The crypto market is emitting historically significant warning signals as comparisons with the period before the 'Great Depression of 1929' raise debates about valuation pressures and deep risk. In the context of a fragile global market, Bitcoin emerges as a potential trigger for significant volatility.
Mike McGlone, Senior Commodity Strategist at Bloomberg Intelligence, shared a series of analyses on social media X this week comparing the developments of the crypto market with historical financial cycles in the United States. He emphasized the similarities with the stock market during 1929, the tense valuation status across various asset types, and the downside risk for bitcoin.
He remarked:
“The trajectory of crypto is repeating that of U.S. stocks in 1929 – The performance of crypto since 2024 closely resembles that of the U.S. stock market after 1928, signaling the potential for a similar outcome.”
McGlone noted that the Bloomberg Galaxy Crypto Index (BGCI) has decreased by about 16% as of January 22, similar to the volatility level of the Dow Jones index during the same period 96 years ago. According to him, the prolonged correlation between speculative assets and the historically overvalued stock market often leads to strong reversals, rather than 'soft landing' scenarios.
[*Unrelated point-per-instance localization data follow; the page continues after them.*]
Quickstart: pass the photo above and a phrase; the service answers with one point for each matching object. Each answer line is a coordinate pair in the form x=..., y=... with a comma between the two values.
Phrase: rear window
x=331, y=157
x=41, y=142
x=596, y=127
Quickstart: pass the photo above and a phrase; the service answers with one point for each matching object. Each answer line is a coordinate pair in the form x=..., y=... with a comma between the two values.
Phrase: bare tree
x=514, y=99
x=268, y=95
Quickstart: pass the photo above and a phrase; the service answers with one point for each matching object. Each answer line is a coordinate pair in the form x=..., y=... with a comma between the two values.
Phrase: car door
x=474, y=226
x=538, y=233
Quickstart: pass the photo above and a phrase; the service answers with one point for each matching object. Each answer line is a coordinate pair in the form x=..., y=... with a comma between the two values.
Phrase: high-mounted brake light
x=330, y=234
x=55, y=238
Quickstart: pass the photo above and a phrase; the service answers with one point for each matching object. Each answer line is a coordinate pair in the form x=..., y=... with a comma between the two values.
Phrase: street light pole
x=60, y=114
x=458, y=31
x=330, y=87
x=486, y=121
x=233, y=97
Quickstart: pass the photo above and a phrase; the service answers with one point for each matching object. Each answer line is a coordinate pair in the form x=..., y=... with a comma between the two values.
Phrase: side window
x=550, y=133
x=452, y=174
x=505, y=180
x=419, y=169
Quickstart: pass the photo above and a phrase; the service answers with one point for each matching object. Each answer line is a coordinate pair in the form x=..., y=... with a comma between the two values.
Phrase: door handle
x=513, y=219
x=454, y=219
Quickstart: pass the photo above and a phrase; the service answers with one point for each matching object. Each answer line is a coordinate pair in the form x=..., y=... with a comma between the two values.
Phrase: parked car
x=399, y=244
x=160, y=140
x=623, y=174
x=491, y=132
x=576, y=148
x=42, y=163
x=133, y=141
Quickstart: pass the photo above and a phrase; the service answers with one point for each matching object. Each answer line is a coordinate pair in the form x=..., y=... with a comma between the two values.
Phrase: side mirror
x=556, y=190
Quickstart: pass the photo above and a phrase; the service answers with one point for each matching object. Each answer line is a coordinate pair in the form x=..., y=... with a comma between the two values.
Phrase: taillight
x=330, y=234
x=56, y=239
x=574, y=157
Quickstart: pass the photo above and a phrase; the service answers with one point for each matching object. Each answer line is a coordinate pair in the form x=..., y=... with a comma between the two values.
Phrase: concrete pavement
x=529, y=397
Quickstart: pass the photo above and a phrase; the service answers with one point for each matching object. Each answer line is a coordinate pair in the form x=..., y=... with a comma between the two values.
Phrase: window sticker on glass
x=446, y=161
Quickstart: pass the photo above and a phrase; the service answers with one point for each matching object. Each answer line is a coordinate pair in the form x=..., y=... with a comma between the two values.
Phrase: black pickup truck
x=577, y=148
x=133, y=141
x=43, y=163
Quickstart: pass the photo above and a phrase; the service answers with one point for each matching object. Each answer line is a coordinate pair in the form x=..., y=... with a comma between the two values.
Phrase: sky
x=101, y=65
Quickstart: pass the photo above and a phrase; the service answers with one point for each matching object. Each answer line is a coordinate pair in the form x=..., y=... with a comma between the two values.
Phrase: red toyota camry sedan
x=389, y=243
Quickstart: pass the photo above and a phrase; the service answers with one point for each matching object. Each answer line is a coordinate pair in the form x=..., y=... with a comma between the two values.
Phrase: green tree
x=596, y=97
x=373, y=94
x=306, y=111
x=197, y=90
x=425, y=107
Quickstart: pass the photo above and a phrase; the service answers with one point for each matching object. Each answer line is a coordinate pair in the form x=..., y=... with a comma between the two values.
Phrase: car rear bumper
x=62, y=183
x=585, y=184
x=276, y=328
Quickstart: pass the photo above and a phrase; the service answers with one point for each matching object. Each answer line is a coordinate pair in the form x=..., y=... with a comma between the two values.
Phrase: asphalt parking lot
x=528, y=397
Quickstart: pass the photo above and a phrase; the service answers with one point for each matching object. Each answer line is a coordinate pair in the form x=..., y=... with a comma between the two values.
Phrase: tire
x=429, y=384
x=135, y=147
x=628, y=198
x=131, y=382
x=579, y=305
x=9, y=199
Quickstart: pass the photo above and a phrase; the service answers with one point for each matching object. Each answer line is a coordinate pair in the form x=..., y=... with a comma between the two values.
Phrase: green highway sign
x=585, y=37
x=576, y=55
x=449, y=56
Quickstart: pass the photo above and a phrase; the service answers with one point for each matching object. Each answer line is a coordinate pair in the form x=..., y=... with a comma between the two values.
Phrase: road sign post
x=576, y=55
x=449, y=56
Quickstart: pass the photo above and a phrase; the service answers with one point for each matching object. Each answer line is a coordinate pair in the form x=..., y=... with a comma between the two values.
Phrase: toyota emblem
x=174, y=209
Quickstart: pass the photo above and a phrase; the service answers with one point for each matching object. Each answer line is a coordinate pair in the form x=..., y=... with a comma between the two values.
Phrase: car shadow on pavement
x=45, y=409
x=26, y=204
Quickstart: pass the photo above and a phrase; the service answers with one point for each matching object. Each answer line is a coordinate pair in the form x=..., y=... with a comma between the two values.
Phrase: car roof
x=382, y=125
Expanding on risk signals, McGlone points out another factor under pressure:
“U.S. Treasury bonds are the cheapest compared to gold since 1982, while the market capitalization ratio of stocks to GDP is at a high equivalent to the end of 1928. This could be the powder keg just waiting for a spark of adjustment, and bitcoin is one of the top potential catalysts.”
In another post, he outlined the risk ceiling scenario:
“Bitcoin at $100,000 with a 5% Treasury bond yield could mark the peak inflation of risky assets.”
He also noted that bitcoin – often seen as a 'pure collateral asset' – has been gradually weakening compared to U.S. Treasury bonds since prices and yields reached extreme levels in 2025.
Although McGlone's perspective is cautious, broader market data still shows that the acceptance of bitcoin within the institutional block continues to expand, managed spot products maintain capital inflows, and the foundational factors of the network remain more robust than in previous macroeconomic downturns. This reinforces bitcoin's long-term role as a non-sovereign asset alongside traditional markets, despite short-term volatility.